Habent Sua Fata libelli
(buku punya nasib sendiri)
RAINER MARIA RILKE (1875-1926) memberi tanggapan tentang Kafe Slavia di Praha, “Kafe Slavia, tempat berkumpulnya para penyair dan pelukis, bintang film dan mahasiswa. Sehabis nonton teater, tampak muka-muka murung, dan bila mereka saling menyapa, tersenyum dengan kejengkelan. Mereka berpakaian sangat mencolok atau seadanya, tak banyak menghiraukan. Pada penampilan pertama, sulit diketahui kumpulan apa itu? Pertama minum-minum teh, atau bir Budweiser sebagai tanda pembuka, bahwa kesamaan dalam pikiran telah dicampakkan, makin banyak peminat dan makin maju pembicaraannya, makin lama makin seru, bahwa kemauan puncak bukanlah sebagai kegentingan belaka dan bahwa mereka tidak duduk berdampingan sebagai khayalan.”

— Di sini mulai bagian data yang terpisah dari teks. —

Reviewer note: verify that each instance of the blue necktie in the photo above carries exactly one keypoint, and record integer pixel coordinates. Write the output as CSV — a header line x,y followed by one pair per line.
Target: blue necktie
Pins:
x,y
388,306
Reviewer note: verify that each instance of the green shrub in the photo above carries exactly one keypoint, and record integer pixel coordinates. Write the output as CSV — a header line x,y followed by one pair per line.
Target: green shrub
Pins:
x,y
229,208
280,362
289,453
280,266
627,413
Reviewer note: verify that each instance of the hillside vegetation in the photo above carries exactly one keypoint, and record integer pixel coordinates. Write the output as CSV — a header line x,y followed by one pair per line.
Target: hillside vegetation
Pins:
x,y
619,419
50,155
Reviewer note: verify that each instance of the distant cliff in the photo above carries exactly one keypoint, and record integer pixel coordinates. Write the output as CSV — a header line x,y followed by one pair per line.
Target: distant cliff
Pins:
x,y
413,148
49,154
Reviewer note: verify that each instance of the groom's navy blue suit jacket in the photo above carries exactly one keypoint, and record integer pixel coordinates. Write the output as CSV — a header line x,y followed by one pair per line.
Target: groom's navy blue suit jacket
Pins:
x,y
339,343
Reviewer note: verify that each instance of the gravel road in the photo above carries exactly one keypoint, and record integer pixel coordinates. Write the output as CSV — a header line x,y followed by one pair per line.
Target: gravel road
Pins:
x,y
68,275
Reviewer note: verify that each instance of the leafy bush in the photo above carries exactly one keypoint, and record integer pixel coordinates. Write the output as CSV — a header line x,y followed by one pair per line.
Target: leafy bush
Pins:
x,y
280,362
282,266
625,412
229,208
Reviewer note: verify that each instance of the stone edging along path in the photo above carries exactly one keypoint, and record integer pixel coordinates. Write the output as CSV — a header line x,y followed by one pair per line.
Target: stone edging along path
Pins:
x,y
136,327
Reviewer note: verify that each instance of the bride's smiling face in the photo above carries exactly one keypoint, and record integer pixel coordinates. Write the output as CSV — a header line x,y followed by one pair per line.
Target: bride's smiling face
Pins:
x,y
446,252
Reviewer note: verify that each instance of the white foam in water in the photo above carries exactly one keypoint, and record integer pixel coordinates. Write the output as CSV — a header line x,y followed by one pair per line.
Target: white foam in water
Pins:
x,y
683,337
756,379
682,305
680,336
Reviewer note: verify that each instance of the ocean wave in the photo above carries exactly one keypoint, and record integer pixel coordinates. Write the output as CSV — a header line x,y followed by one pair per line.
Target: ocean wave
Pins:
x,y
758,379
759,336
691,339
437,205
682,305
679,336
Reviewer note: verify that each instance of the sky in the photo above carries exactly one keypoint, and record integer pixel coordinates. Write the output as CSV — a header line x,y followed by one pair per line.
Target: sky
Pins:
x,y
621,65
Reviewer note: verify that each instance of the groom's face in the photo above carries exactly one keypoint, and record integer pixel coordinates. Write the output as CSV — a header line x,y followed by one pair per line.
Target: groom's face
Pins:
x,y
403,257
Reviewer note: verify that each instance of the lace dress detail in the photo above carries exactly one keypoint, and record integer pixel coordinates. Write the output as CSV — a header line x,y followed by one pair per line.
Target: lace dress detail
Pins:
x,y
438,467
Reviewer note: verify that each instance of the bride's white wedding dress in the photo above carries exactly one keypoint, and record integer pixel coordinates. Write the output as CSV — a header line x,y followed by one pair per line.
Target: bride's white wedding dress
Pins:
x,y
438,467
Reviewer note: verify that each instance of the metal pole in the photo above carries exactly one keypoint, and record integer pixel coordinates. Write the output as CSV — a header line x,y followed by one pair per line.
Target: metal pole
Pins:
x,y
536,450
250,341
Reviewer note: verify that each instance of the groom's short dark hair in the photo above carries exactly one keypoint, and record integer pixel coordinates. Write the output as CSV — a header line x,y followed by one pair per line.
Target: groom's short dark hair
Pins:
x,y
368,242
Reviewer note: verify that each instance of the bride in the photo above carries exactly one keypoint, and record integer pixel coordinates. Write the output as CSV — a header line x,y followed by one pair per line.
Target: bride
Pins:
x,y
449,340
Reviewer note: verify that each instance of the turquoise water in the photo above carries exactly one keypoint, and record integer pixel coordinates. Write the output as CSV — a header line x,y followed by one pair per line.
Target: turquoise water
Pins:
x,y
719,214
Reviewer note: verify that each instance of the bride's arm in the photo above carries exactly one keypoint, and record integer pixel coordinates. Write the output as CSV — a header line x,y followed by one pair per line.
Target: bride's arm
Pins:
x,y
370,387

Milena Jesenska (1896-1944), bekas pacar Kafka yang namanya diabadikan menjadi Kafe Milena di Praha, memberi pendapat tentang sebuah kafe, “Di kafe itu, karya sastra dibuat, dikoreksi, dibicarakan atau berlagak bermain sandiwara keluarga, menangisi sebuah kehidupan, menyindir kehidupan. Di kafe itu, orang-orang makan dengan mengutang, hidup dan bermalas-malasan untuk mengusir waktu.”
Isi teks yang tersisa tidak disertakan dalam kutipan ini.